# An Intresting Adobe Reader Problem



## HarleyiteKaty (Nov 5, 2007)

In Abobe Reader there is a tool bar at the top and one of the buttons is for Email. If you click on this is should bring you to your Default email client (i.e. Outlook or Thunderbird). On one of my PCs i can log on as my domain Administrator and this works fine. For this computer i use Outlook 2003 and Abobe Reader 2008. If i log out of my administrator and log in as one of my Users on the same computer it doesn't work, i get an error in Adobe Reader that say "an error has occurred while sending an this email". i gave this user all of the domain and local Admin privileges and that didn't change anything. I Googled the vague error and found nothing either. The PC is Windows XP and uses Firefox for the Internet.
I have spoken to a bunch of different professionals, and obviously my next step will be to call Adobe help desk for $300 an hour but i wanted to try here first because you guys tend to know more then adobe anyway!
Please help, SOOOO frustrating!!


----------



## cherry pie (Jun 4, 2007)

HarleyiteKaty,
I've looked into adobe reader (I also have 8) and I couldn't find the button you're talking about. Can you figure out what this tool bar is?

There is an option under the (file) menu called (Attach to email...) which does what you mentioned. can you try this option under the users login and see if it generates the same error?


----------



## HarleyiteKaty (Nov 5, 2007)

i may have set it up so its a shortcut and its just not a shortcut one yours, but i did try manually going to menu and putting attach to email, and it does generate the same error


----------



## cherry pie (Jun 4, 2007)

I think this error may occur if the acrobat is not recognizing the default mail client (attempting to use a different mail client for example Windows Mail)

You can change this from the registry, but careful when you edit the registry so you don't mess up things with the system

in the registry go to HKEY_LOCAL_MACHINE\SOFTWARE\Clients\Mail double click the (default) value and make sure it displays the correct client (of MS outlook the value should be _Microsoft Outlook_)

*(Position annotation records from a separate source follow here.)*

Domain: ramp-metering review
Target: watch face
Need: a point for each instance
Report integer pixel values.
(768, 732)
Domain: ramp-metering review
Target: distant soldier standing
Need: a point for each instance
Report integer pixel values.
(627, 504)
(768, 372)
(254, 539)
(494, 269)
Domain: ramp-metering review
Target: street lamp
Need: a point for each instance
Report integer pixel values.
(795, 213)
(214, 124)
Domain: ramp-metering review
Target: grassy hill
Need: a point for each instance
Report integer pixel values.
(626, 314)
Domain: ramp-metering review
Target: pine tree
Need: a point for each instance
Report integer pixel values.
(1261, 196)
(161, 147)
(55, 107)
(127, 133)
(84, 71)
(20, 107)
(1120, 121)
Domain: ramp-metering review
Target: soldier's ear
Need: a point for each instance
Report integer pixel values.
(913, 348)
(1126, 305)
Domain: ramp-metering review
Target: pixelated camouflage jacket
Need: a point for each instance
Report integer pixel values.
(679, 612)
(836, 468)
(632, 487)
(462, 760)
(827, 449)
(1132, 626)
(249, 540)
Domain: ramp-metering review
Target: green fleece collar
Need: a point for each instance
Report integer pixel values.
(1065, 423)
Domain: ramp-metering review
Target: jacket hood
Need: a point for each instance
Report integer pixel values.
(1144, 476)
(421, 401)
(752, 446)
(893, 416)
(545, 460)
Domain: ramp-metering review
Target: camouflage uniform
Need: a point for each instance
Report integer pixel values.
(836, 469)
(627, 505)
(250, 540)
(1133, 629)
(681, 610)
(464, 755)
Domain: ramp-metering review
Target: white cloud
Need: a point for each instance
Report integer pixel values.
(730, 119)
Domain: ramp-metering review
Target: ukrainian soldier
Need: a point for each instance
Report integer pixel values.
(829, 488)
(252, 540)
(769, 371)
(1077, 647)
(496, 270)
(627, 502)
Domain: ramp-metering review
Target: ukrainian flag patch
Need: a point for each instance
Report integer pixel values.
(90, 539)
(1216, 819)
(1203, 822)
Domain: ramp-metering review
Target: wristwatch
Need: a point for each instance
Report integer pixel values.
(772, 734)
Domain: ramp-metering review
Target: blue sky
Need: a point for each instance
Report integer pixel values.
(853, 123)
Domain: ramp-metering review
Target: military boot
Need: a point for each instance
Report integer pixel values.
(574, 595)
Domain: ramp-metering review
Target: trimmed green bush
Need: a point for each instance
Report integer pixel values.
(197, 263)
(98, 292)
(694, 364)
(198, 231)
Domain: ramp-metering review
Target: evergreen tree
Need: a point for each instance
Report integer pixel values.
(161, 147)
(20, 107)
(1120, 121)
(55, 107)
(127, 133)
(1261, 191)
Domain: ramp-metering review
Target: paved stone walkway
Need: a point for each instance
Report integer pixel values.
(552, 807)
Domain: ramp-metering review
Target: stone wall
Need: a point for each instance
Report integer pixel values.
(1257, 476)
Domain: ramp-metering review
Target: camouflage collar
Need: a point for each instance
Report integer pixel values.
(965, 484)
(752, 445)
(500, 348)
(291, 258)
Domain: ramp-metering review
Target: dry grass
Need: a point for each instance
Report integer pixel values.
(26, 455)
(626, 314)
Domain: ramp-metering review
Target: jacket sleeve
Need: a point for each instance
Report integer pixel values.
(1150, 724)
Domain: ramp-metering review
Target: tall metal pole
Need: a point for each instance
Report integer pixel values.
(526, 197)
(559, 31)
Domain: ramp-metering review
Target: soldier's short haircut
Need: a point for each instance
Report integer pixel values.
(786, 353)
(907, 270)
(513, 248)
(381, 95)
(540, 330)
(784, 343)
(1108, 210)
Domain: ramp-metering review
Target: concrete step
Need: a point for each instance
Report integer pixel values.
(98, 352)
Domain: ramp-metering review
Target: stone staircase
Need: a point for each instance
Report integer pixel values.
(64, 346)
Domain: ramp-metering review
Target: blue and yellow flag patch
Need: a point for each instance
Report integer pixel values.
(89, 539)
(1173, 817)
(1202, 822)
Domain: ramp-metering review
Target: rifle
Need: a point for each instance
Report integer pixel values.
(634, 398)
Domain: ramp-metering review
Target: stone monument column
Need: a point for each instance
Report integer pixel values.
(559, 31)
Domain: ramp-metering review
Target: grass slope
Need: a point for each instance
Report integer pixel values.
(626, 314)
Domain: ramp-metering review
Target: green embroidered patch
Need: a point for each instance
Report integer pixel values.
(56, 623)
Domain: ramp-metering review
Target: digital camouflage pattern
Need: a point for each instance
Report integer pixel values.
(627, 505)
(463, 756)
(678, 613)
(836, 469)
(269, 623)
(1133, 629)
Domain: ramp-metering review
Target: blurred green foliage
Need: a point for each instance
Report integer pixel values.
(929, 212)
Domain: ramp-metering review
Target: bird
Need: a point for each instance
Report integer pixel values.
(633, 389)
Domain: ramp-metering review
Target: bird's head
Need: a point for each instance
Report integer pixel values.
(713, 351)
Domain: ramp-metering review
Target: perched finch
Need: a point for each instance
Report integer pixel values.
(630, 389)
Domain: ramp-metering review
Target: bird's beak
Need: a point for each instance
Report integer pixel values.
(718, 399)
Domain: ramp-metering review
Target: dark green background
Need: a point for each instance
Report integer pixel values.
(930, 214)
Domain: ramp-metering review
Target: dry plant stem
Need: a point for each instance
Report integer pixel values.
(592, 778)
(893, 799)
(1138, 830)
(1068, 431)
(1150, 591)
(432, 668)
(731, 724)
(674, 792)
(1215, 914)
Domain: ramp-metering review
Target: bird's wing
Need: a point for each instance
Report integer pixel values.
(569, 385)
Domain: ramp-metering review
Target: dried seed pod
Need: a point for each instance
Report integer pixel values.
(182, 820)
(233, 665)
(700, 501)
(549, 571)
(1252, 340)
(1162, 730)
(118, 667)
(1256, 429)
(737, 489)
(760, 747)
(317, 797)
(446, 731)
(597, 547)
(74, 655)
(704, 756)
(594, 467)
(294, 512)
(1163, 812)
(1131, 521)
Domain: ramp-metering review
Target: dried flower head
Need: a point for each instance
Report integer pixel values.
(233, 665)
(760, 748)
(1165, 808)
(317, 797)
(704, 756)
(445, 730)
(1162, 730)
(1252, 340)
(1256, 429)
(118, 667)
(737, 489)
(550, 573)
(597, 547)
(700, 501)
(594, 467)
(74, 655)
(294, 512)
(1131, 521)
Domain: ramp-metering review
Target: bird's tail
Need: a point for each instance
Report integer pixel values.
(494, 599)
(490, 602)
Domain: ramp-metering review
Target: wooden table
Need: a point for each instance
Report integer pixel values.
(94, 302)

And make sure the mail client is actually setup correctly and working for this user's profile

Hope this helps


----------



## HarleyiteKaty (Nov 5, 2007)

nope that didnt work. it was already to set to outlook and the mail client is set up correctly, she uses it on a daily basis


----------



## HarleyiteKaty (Nov 5, 2007)

bump


----------



## HarleyiteKaty (Nov 5, 2007)

bump


----------